Answer:
There is only one sign change in the function f(-x), indicating that there is exactly one negative real zero. The possible number of negative real zeros is one.
I hope this helped answer your question
If you could give me brainliest, it would help out a ton!
Step-by-step explanation:
To determine the number of possible positive and negative real zeros of the function f(x) = 4x^3 - 12x^2 - 5x + 1, we can use the Descartes' Rule of Signs.
1. Counting the number of sign changes in the function:
- Starting from the leftmost term, the sign is positive (+).
- Moving to the next term, the sign changes to negative (-).
- Moving to the next term, the sign changes to positive (+).
- Finally, moving to the last term, the sign remains positive (+).
There are two sign changes in the function, indicating that there are either two positive real zeros or zero positive real zeros.
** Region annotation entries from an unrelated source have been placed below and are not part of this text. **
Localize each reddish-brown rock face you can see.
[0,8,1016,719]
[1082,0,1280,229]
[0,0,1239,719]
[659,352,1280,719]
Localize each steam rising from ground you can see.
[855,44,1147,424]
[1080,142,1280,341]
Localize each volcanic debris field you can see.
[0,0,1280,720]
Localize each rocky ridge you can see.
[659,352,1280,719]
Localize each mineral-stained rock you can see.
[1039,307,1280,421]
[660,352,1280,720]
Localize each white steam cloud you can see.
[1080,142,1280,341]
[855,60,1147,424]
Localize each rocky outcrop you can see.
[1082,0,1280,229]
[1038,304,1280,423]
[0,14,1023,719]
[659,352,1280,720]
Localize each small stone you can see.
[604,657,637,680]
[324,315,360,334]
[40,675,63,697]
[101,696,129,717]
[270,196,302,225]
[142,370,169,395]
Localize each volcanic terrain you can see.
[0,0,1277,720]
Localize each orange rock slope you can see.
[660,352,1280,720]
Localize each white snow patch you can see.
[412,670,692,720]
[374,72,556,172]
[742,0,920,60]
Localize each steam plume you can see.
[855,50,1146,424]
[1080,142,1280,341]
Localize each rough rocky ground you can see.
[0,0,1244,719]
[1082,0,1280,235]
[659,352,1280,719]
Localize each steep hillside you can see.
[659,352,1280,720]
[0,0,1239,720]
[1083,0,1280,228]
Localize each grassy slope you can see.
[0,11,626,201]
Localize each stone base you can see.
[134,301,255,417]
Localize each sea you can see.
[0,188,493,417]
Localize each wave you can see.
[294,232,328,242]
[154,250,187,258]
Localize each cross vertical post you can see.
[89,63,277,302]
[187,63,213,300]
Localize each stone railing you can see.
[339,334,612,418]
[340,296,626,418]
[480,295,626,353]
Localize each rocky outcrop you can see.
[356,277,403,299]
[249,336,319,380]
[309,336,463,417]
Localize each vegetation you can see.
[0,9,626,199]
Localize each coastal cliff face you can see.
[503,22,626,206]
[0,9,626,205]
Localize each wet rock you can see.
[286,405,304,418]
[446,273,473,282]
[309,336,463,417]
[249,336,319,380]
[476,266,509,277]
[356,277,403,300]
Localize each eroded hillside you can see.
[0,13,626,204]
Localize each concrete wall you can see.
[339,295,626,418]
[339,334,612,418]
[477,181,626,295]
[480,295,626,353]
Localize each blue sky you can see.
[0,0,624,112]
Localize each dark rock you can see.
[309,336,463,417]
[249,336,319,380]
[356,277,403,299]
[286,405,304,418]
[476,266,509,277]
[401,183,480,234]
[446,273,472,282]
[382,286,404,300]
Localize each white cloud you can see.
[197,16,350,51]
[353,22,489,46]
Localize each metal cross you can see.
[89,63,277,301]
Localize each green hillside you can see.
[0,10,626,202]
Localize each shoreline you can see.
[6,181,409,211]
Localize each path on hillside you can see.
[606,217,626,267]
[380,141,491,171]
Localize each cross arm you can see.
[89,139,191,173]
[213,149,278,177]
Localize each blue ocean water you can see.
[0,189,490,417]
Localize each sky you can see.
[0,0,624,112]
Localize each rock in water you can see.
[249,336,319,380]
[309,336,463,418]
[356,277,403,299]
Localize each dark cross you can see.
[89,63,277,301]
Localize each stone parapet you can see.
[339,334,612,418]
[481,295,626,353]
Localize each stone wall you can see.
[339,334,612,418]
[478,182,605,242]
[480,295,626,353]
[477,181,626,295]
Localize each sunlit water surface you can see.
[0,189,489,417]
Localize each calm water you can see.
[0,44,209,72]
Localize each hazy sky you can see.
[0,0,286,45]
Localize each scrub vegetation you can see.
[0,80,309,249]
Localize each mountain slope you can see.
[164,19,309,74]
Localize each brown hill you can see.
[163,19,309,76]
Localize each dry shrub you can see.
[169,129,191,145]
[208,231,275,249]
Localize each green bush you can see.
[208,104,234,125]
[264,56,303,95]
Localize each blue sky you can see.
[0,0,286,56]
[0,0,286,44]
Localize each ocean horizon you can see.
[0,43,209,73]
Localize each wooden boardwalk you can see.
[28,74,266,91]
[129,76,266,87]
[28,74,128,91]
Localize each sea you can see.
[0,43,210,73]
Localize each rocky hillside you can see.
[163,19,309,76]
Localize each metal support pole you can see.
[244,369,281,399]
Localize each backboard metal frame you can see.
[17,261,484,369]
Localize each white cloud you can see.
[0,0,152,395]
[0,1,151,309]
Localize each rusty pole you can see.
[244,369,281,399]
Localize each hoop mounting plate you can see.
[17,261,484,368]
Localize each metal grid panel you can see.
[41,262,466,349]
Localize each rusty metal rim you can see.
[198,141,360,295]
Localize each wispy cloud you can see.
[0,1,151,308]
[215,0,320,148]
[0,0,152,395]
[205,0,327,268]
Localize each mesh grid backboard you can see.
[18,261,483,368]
2. Counting the number of sign changes in the function f(-x):
- Substitute -x for x in the function: f(-x) = 4(-x)^3 - 12(-x)^2 - 5(-x) + 1.
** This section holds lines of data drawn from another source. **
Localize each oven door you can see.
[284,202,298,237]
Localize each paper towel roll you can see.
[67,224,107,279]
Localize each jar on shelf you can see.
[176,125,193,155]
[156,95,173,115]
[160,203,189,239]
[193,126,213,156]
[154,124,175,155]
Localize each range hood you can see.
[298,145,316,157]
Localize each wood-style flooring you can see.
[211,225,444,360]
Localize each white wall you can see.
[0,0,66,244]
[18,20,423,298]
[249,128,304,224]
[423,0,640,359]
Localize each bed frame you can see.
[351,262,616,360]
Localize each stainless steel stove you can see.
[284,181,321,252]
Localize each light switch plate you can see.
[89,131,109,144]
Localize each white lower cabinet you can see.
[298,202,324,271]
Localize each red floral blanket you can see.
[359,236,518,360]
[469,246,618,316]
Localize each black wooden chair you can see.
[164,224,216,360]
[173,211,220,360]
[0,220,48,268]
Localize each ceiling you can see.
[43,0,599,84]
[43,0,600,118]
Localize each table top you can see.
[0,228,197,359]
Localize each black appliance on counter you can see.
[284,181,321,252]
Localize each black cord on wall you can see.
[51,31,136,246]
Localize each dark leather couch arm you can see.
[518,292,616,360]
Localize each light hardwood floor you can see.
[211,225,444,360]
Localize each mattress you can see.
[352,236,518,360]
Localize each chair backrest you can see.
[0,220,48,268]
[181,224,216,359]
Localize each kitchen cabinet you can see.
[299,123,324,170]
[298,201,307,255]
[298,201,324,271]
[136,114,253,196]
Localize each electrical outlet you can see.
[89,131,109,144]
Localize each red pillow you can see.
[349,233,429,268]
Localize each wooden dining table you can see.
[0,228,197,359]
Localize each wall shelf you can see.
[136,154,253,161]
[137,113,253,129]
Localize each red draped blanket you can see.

- Simplifying, we get f(-x) = -4x^3 - 12x^2 + 5x + 1.
- Starting from the leftmost term, the sign is negative (-).
- Moving to the next term, the sign remains negative (-).
- Moving to the next term, the sign changes to positive (+).
- Finally, moving to the last term, the sign remains positive (+).
There is only one sign change in the function f(-x), indicating that there is exactly one negative real zero.
Based on the Descartes' Rule of Signs, the possible number of positive real zeros is either two or zero, and the possible number of negative real zeros is one.